There was nothing to do. She stared at the fluff of fur, willing it to grow into her dog once again.
“I will never complain about dog fur again,” she whispered.
He nodded.
Her words bounced around the dog-silent room. Three, now two, in the room without a dog, in the raging, ragged stillness of a room without the click of claws on the wood floor, without the softness of fur whisking by bare legs, without the quickness of intelligent eyes searching for a hidden treat.
It was just her and him. And, right now, it was not enough.
“We can get through this,” he said. “Together.”
The echo of his words flitted around her bleeding sorrow. Together. What is together when the family is broken? When she told her father, he said, “It’s just a dog.
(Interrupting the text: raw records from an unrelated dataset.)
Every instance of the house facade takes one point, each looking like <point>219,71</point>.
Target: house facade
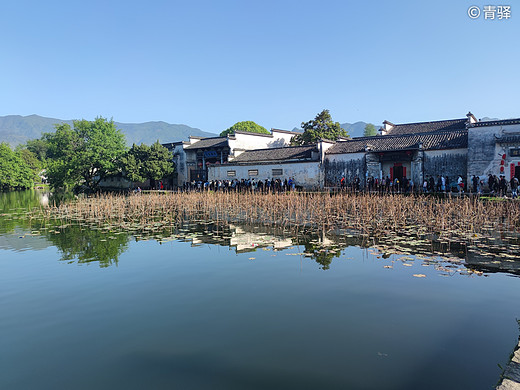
<point>304,164</point>
<point>192,158</point>
<point>494,148</point>
<point>416,151</point>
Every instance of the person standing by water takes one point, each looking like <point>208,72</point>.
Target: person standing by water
<point>514,186</point>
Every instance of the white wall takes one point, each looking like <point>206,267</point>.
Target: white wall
<point>305,174</point>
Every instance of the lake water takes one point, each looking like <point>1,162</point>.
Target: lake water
<point>241,307</point>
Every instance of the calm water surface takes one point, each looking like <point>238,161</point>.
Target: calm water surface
<point>248,309</point>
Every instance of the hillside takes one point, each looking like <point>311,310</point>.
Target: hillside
<point>16,129</point>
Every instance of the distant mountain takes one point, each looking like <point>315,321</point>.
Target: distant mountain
<point>16,129</point>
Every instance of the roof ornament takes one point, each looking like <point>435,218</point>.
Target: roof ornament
<point>471,118</point>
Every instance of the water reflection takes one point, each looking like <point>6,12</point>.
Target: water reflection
<point>104,243</point>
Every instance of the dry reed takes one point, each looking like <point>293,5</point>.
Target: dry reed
<point>373,215</point>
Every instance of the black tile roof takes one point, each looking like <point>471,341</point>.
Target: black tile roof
<point>497,123</point>
<point>428,127</point>
<point>213,142</point>
<point>277,154</point>
<point>386,143</point>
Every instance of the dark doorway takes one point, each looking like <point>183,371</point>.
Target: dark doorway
<point>399,173</point>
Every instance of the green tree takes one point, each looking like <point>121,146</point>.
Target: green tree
<point>143,162</point>
<point>321,127</point>
<point>370,130</point>
<point>31,161</point>
<point>85,154</point>
<point>248,126</point>
<point>14,172</point>
<point>38,147</point>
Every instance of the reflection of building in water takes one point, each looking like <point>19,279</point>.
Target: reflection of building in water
<point>21,240</point>
<point>245,241</point>
<point>492,262</point>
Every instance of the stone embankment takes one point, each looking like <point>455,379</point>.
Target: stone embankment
<point>511,375</point>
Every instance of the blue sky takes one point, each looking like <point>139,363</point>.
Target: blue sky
<point>209,64</point>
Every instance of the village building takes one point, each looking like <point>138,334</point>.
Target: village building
<point>192,158</point>
<point>494,149</point>
<point>416,151</point>
<point>412,151</point>
<point>301,163</point>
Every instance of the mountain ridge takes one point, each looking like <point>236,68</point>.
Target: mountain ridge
<point>17,129</point>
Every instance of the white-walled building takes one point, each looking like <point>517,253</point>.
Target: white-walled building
<point>192,158</point>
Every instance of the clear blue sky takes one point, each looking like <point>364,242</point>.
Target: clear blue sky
<point>209,64</point>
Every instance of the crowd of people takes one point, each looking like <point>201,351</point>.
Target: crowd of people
<point>250,184</point>
<point>496,186</point>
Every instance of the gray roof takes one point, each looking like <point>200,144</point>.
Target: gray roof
<point>428,127</point>
<point>277,154</point>
<point>497,123</point>
<point>213,142</point>
<point>430,141</point>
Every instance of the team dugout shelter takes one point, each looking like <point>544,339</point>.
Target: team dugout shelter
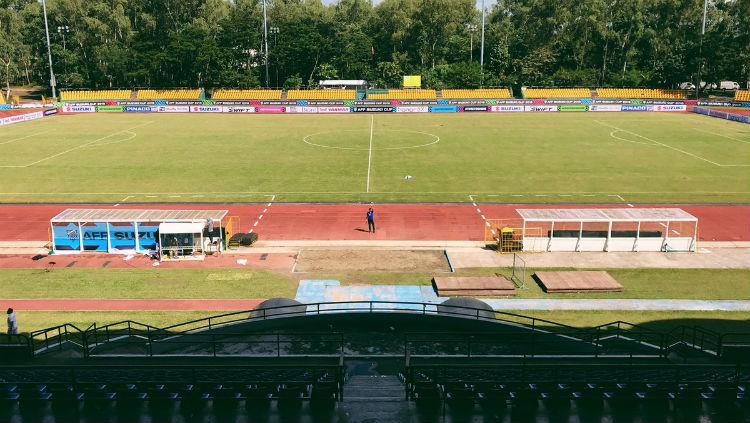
<point>615,229</point>
<point>173,234</point>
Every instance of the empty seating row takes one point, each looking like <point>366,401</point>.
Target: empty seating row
<point>640,93</point>
<point>556,93</point>
<point>186,95</point>
<point>95,95</point>
<point>501,394</point>
<point>741,95</point>
<point>224,94</point>
<point>489,93</point>
<point>404,95</point>
<point>321,94</point>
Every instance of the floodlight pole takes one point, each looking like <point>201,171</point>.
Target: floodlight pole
<point>481,53</point>
<point>700,51</point>
<point>265,39</point>
<point>52,81</point>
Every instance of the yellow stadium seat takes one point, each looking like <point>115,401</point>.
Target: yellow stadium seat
<point>404,95</point>
<point>222,94</point>
<point>184,95</point>
<point>556,93</point>
<point>95,95</point>
<point>491,93</point>
<point>321,94</point>
<point>642,93</point>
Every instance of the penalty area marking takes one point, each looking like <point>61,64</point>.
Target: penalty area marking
<point>666,145</point>
<point>77,147</point>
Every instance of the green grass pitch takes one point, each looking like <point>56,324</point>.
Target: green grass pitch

You can get another one at the shelter.” She hung up on him.
“Your dad’s not an animal guy,” her lover had said. “He doesn’t understand.”
What does that even mean? Not an animal guy. Does that mean he doesn’t understand love? Was she just an offspring, an entity that could be replaced by ordering a new one from Amazon? Even though he raised her alone, he hadn’t been involved in her personal life. Feed her, keep her clean, make sure she goes to school, buy her Tampax and a bra when the time comes, give her an allowance so she can buy girl things like makeup and bracelets. And that was about it. Maybe she was just a body he either had to take care of or give away. Maybe for him the whole world was “just a dog.”
The puff of fur lifted slightly when her lover walked past it and started rolling like a tiny tumbleweed across the carpet. Where are you going? Come back. But she didn’t move. She sat on the sofa and watched it come to settle against the wall like it was waiting — maybe for her dog to come back and claim it. Which never happened in real life because the vacuum cleaner was the one to claim it. Her dog obliviously spent his life shedding, and she spent her life removing the wisps of gossamer fur.
Now it was over. Just two humans in a house that felt too big, too empty, too quiet, too clean. Where were the muddy paw prints? Where was the water sloshed from the water bowl in a trail on the kitchen floor? Where were the ragged dog toys tossed around on the living room carpet? Where was her dog sleeping curled up on the much-loved paisley dog bed in the bedroom corner?
“We will get through this,” her lover said again, touching her lightly on her knee. She nodded, tears racing down her cheeks, his words chasing them.
In her heart she knew she couldn’t follow her dog across the fabled Rainbow Bridge. In her heart she knew he was okay now, even if she wasn’t. Not yet. Not now. Maybe someday.